Sample Preparation: Dye Samples: The dye mixtures of Rhodamine B and Rhodamine 6G were prepared by dissolving pure dye powder into spectral grade methanol and then subsequent dilution in MilliQ purified water (Millipore, Billerica, USA) to give a final 10 μm solution of each dye. The Rhodamine B and Rhodamine 6G solutions were mixed in ratios of 100:0, 80:20, 60:40, 40:60, 20:80 and 0:100 and imaged using the automated Nipkow FLIM multiwell plate reader, which used a 40x CFI PLAN Fluor ELWD 0.60 NA objective (Nikon, Tokyo, Japan) and a Di01-T488/532 dichroic beamsplitter (Semrock, Rochester, USA). The dataset was acquired using six time-gated images with a width of 2000 ps. Analysis of lifetime data was conducted using an in-house lifetime fitting software as described above.

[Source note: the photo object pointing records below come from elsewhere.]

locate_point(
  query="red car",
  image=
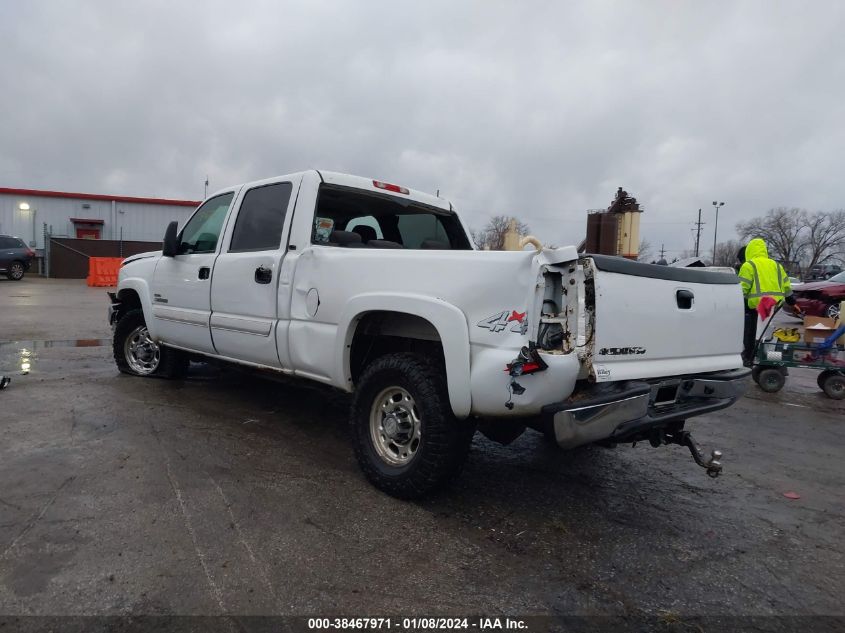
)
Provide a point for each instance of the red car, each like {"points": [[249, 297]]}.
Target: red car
{"points": [[821, 298]]}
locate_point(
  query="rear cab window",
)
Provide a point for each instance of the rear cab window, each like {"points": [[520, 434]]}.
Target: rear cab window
{"points": [[202, 231], [261, 218], [354, 218]]}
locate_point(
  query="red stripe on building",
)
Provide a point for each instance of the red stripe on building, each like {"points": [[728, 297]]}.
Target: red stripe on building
{"points": [[98, 196]]}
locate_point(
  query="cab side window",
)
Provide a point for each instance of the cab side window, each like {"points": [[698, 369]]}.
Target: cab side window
{"points": [[202, 231], [261, 218]]}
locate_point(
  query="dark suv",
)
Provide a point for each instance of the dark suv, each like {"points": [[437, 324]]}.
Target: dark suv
{"points": [[15, 257]]}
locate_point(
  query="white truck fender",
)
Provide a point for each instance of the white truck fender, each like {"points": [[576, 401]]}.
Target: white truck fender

The DASPI samples in a composite solvent were prepared by the vigorous mixing of glycerol and ethanol, followed by the addition of DASPI (prepared by dissolving DASPI powder into spectral grade methanol) and further vigorous mixing. These samples were imaged with a 465/30 nm excitation filter, a Di01-T488 dichroic beamsplitter and a 525/50 nm emission filter (Semrock, Rochester, USA).

Cell Culture and Transfection Systems: HEK293T and COS-7 cells were grown as a monolayer at 37°C, 5% CO₂ in DMEM (Gibco, Invitrogen) with high glucose and supplemented with 10% fetal bovine serum and 0.5% penicillin/streptomycin.

For Gag expression, HEK293T cells were seeded the day prior to transfection, in 25 cm² flasks and grown overnight until >70% confluent. The following day, transfections were carried out using Effectene transfection reagent (Qiagen, Germany) following the manufacturer’s protocol. Cells were incubated with the transfection mixture for eight hours at 37°C, 5% CO₂, then washed with phosphate buffer, trypsinized, plated into 96 well plates, and incubated in fresh media at 37°C, 5% CO₂ until next day, when they were imaged.

For EGFP and EGFP-mCherry constructs, transient transfection was used for the HEK293T cells. 20 µl of the transfection mixture was added to each well of the plate and 175 µl of cells were laid on top of the transfection mixture. The plate was then incubated overnight at 37°C and 5% CO₂. Before imaging, the media was removed, the cells were washed with phosphate buffer and Hank’s balanced salt solution was added. COS-7 cells used for microconfocal FLIM endoscopy were plated on Matek (USA) glass bottom Petri dishes and transfections were carried out using Effectene. Images were taken the following day.